The very early stages in development in the Xenopus are exclusively under the control of maternal factors present in the egg. Maternal factors are the mRNA and protein products of genes that are expressed in the mother during oogenesis and laid down while the egg is being formed.
The Xenopus egg has a polarity before it is fertilised which influences the pattern of cleavage. The differences define the animal-vegetal axis. The animal pole sits uppermost when the egg is in water and is pigmented, it contains the nucleus. The vegetal pole sits at the opposite end and is unpigmented, this forms the yolk.
The pigment itself has no role in development but is a useful marker for the differences in development between the animal and vegetal parts of the egg.
Image courtesy of Wiki commons under creative commons liscence.
The first cleavage is parallel with the axis, dividing the embryo into left and right. The second cleavage is in the same plane and at right angles to the first and divides the egg into four cells. The third cleavage is at right angles to the axis and divides the embryo into animal and vegetal halves, each composed of four blastomeres.
The embryos own genes do not begin to be transcribed until after the mid-blastula stage, this means the maternal factors are important in the early development of the Xenopus embryo.

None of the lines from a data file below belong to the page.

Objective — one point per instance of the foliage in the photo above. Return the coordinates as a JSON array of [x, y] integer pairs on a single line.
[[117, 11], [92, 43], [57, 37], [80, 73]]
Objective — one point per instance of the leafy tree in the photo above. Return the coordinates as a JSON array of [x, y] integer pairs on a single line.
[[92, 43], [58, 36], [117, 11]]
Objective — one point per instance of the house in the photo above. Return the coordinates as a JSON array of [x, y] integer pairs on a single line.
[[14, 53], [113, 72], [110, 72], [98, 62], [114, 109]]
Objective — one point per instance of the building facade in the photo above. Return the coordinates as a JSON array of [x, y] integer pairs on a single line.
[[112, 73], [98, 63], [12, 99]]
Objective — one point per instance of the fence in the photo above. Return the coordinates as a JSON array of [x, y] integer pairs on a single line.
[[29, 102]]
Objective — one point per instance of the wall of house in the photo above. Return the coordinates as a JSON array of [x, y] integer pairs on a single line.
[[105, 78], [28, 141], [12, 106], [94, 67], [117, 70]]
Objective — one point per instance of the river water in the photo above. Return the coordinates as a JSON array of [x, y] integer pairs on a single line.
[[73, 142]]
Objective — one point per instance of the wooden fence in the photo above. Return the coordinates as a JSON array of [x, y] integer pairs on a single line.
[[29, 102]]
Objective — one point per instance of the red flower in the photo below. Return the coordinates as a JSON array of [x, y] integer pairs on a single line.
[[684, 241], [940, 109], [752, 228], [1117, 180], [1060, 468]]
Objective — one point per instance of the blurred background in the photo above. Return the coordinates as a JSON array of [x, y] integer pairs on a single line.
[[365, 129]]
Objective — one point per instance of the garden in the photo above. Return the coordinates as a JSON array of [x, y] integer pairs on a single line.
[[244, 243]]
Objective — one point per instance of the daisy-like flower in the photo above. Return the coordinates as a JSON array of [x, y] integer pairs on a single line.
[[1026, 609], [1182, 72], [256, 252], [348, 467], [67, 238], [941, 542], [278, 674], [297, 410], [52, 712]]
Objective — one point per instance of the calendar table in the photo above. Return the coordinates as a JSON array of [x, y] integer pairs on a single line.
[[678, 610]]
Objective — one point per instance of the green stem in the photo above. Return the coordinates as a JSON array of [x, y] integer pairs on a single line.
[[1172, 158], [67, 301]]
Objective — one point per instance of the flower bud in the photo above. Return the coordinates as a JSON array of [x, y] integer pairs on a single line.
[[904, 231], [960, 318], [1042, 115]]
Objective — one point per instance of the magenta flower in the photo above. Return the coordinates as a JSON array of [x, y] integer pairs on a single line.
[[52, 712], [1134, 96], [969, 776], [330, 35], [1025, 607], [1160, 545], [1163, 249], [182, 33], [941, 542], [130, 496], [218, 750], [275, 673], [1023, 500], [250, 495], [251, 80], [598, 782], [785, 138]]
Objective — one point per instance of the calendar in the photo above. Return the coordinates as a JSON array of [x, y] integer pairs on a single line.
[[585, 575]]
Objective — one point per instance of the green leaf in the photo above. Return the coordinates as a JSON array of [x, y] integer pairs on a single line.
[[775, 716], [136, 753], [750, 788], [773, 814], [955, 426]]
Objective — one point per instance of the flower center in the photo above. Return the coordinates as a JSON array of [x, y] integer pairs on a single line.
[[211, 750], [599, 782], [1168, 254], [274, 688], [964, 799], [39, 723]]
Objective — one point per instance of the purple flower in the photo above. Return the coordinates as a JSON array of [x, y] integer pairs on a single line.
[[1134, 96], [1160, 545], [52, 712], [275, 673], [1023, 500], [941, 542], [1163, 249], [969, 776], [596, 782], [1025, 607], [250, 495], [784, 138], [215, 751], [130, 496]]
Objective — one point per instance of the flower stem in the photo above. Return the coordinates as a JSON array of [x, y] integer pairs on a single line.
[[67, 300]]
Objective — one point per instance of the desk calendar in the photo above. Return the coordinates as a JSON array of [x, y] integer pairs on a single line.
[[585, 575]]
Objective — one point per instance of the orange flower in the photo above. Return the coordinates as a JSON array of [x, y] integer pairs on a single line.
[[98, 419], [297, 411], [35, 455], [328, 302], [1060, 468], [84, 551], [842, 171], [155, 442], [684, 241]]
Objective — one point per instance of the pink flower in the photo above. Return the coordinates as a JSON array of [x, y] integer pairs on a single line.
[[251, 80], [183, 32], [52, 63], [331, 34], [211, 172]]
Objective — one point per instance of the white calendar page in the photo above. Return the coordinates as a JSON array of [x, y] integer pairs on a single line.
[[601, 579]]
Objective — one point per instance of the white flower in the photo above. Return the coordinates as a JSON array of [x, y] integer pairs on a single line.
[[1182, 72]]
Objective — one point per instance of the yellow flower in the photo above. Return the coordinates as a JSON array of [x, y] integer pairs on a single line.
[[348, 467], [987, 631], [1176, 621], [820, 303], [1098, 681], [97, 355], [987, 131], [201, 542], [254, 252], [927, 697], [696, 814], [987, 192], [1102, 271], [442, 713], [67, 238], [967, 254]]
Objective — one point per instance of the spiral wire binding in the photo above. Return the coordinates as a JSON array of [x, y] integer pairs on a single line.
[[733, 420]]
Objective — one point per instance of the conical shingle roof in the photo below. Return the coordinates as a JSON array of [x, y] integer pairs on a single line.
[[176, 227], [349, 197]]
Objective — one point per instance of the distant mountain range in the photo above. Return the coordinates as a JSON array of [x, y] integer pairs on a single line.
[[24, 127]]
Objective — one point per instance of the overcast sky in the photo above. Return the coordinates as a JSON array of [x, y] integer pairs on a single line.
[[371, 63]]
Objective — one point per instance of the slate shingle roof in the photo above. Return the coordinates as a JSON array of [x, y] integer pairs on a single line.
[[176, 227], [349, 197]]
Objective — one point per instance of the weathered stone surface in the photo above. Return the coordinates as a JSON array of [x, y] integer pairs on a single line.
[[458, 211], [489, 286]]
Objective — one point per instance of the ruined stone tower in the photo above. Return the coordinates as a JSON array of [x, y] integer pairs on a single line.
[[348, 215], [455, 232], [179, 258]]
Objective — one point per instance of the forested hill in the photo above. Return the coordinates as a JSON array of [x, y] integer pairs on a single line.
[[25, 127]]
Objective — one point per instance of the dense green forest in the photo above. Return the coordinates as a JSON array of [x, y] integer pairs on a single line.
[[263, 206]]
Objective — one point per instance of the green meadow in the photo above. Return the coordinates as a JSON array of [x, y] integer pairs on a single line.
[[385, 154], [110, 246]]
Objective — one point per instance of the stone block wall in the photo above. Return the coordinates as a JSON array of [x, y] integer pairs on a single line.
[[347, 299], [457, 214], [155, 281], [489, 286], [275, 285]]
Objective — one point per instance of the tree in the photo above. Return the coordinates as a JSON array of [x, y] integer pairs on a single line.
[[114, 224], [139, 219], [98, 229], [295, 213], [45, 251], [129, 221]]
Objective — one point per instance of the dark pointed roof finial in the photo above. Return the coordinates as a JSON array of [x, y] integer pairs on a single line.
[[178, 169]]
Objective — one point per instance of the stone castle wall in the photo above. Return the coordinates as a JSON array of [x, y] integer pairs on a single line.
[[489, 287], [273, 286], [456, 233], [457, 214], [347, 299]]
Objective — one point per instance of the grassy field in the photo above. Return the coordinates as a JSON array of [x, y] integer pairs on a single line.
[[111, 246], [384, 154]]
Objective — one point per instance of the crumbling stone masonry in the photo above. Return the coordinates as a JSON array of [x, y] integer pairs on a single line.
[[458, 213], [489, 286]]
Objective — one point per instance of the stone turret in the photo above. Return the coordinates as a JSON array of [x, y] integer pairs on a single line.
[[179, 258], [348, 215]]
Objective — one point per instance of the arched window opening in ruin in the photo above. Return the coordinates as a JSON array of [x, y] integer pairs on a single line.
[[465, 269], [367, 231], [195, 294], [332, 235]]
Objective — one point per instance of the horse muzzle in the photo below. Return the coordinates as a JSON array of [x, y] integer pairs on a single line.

The Xenopus egg contains large amounts of maternal mRNAs and stored proteins. The mRNA encodes proteins with specific developmental roles and are only transcribed after fertilisation. Most of the developmentally important maternal factors are localised in the vegetal hemisphere.
The proteins encoded by the maternal mRNAs are the signals involved in specifying early polarity and setting further development in process. One of the main proteins is VgT.
This is a maternal protein localised to the ventral hemisphere. It causes the cells to secrete a signal; Vg-1, which is a member of the transforming growth factor-b (TGF-b) Family. Together Vgt and Vg-1 induce expression of nodal (another TGF-b).

Sperm entry sets about a series of events that sets up the dorso-ventral axis in the Xenopus egg. When the sperm enters it breaks the symmetry of the animal-vegetal axis. The dorsal side forms more or less opposite the sperm entry point.
Entry of the sperm causes the cortex to loosen from the inner cytoplasm so it can move independently; the egg can now undergo cortical rotation. This involves the vegetal cortex rotating away from the site of sperm entry, which is to become the future dorsal side.
Cortical rotation appears to relocate factors originally located at the vegetal pole to a site nearer the equator on the side opposite to sperm entry, creating new asymmetry in the fertilised egg. These maternal factors (known as dorsalising factors) specify the future dorsal side of the egg: the dorso-ventral axis is now set up.
This is a very important step in Xenopus development as it sets up the conditions necessary for the specification of the main embryonic organiser, the Spemann organiser, this is vital for the formation of the future dorsal region.